I have generated a clusterization using K means in Python's Sci kit using the following code.
clustering=KMeans(n_clusters=n_clusterss, max_iter=300)
clustering.fit(data_state_normalized)
This has been straightforward and it works as intended.
As far as I know, Kmeans works by calculating the distances between the centroid of the cluster and its elements, and I assume that this distance is euclidean.
I am interested in the calculation of K means using other distances such as Manhattan. However, I cannot find how to do this in the documentation of K means. I know that this can be done in DBSCAN by defining an object as
class DBScan:
def __init__(self, distance='cityblock'):
self.distance = distance
def find_distance(self, x, type='cityblock'):
return distance.squareform(distance.pdist(x, type))
def fit_predict(self, data):
if self.distance == 'cityblock':
data_dist = self.find_distance(data, type='cityblock')
else:
data_dist = self.find_distance(data, type='euclidean')
return DBSCAN(eps=15, min_samples=2, metric='precomputed').fit_predict(data_dist)
and then
dbscan_instance = DBScan()
clusters = dbscan_instance.fit_predict(data_state_normalized)

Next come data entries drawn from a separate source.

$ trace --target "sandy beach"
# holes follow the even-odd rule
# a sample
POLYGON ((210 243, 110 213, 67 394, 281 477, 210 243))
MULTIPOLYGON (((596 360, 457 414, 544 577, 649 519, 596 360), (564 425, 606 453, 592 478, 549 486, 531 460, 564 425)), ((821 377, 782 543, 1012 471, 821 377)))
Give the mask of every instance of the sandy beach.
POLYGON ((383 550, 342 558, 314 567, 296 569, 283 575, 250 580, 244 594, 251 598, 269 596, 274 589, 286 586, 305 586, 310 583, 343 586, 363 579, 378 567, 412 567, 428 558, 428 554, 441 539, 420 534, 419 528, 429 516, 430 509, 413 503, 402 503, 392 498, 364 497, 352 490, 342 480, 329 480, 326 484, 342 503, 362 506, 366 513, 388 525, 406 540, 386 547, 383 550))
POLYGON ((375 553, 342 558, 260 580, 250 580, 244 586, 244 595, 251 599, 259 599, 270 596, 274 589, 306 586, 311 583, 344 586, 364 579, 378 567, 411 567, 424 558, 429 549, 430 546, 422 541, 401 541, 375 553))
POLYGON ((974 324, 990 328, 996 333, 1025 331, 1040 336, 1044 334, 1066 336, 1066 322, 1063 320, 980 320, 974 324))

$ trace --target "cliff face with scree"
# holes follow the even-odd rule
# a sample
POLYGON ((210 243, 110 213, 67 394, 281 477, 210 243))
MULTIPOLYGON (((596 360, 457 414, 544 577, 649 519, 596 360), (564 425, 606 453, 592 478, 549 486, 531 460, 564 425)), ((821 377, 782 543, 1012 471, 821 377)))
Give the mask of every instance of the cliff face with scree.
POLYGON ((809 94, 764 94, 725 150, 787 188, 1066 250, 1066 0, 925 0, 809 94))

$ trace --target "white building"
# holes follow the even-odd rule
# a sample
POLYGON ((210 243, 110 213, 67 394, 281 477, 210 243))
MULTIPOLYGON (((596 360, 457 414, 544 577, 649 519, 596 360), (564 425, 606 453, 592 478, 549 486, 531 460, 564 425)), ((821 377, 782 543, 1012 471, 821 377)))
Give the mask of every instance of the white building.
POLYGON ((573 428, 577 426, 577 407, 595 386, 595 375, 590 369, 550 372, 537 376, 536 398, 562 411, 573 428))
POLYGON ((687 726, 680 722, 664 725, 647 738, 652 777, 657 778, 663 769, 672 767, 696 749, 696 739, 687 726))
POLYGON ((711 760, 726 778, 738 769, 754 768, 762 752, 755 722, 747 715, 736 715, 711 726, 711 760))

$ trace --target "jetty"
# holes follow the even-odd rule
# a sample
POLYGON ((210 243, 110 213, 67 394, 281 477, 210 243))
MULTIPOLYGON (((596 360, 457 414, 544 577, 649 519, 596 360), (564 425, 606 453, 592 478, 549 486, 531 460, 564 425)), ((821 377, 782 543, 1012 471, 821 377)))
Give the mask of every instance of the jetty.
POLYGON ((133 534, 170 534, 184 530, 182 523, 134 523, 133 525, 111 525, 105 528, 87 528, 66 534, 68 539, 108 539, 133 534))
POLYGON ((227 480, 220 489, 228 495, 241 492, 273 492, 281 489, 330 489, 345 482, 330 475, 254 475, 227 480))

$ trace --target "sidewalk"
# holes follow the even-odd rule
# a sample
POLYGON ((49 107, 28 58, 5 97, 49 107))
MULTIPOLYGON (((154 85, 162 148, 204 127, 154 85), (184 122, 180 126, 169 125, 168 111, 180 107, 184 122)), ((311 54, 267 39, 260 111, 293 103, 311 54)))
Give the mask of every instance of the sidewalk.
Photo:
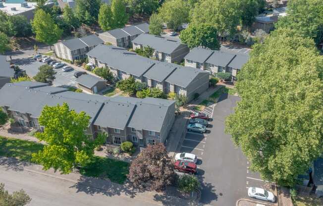
MULTIPOLYGON (((73 183, 74 185, 72 187, 76 188, 84 188, 84 186, 86 186, 87 191, 90 192, 89 193, 102 193, 108 196, 116 196, 134 198, 140 201, 160 205, 170 205, 171 204, 171 205, 178 206, 202 206, 202 204, 168 195, 170 193, 172 194, 174 192, 174 188, 168 188, 164 193, 140 191, 132 188, 127 183, 123 185, 119 185, 108 180, 88 177, 75 172, 68 174, 60 174, 59 172, 55 172, 53 169, 44 171, 41 165, 1 156, 0 165, 1 167, 5 167, 5 169, 15 171, 25 170, 62 181, 69 181, 73 183)), ((175 195, 178 195, 176 193, 174 193, 175 195)), ((89 198, 91 196, 89 196, 89 198)))

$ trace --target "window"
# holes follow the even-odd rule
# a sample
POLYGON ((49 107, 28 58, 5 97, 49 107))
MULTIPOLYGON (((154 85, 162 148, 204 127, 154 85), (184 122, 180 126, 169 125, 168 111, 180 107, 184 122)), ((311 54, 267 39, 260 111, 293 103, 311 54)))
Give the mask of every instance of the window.
POLYGON ((136 135, 132 135, 132 142, 138 142, 138 137, 136 135))
POLYGON ((147 139, 147 145, 155 145, 155 140, 152 139, 147 139))

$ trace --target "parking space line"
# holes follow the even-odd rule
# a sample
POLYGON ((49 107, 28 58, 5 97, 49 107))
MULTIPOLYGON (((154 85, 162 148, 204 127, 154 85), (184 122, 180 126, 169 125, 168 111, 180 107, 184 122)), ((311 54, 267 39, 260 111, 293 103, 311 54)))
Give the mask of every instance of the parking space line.
POLYGON ((182 148, 189 148, 189 149, 192 149, 193 150, 201 150, 202 151, 204 151, 204 150, 202 150, 202 149, 199 149, 199 148, 191 148, 190 147, 186 147, 186 146, 182 146, 182 148))
POLYGON ((186 139, 186 138, 184 139, 184 140, 188 140, 188 141, 193 141, 193 142, 201 142, 201 143, 204 143, 204 144, 205 144, 205 142, 199 141, 198 141, 198 140, 190 140, 190 139, 186 139))

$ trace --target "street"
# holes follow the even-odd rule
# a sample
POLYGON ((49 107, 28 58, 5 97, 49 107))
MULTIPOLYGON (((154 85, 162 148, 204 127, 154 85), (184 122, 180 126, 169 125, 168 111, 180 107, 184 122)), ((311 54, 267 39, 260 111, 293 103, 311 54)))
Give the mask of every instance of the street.
MULTIPOLYGON (((224 132, 225 117, 233 111, 239 98, 222 95, 216 105, 203 112, 213 117, 205 134, 187 132, 179 152, 197 155, 198 178, 202 184, 203 203, 234 206, 241 198, 249 198, 249 187, 270 189, 273 184, 262 180, 249 170, 249 162, 231 136, 224 132)), ((264 204, 267 203, 264 202, 264 204)))

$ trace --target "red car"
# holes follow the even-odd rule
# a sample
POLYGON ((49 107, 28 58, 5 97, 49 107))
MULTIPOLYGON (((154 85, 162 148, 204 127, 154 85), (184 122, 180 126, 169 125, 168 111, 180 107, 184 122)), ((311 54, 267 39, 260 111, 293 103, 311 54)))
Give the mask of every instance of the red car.
POLYGON ((210 120, 210 118, 209 117, 209 116, 204 113, 202 112, 192 112, 191 113, 191 118, 192 119, 199 118, 200 119, 203 119, 208 121, 210 120))
POLYGON ((176 170, 191 174, 196 173, 196 164, 194 162, 177 160, 175 162, 174 166, 176 170))

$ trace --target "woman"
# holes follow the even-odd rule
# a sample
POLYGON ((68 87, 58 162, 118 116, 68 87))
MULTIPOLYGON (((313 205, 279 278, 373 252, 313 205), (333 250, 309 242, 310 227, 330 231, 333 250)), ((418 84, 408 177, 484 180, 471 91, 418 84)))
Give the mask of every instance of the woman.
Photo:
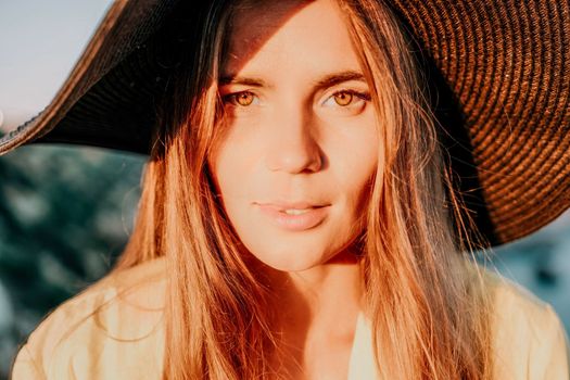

Hierarchical clusering allows this as well as:
Clustering_Jerarquico=linkage(data_state_normalized, 'median', metric='cityblock')
dendrogram =sch.dendrogram(Clustering_Jerarquico)
clusters=fcluster(Clustering_Jerarquico, t=15, criterion="distance")
So I am convinced that it can be done as well for K means. Can someone please point me if I am right?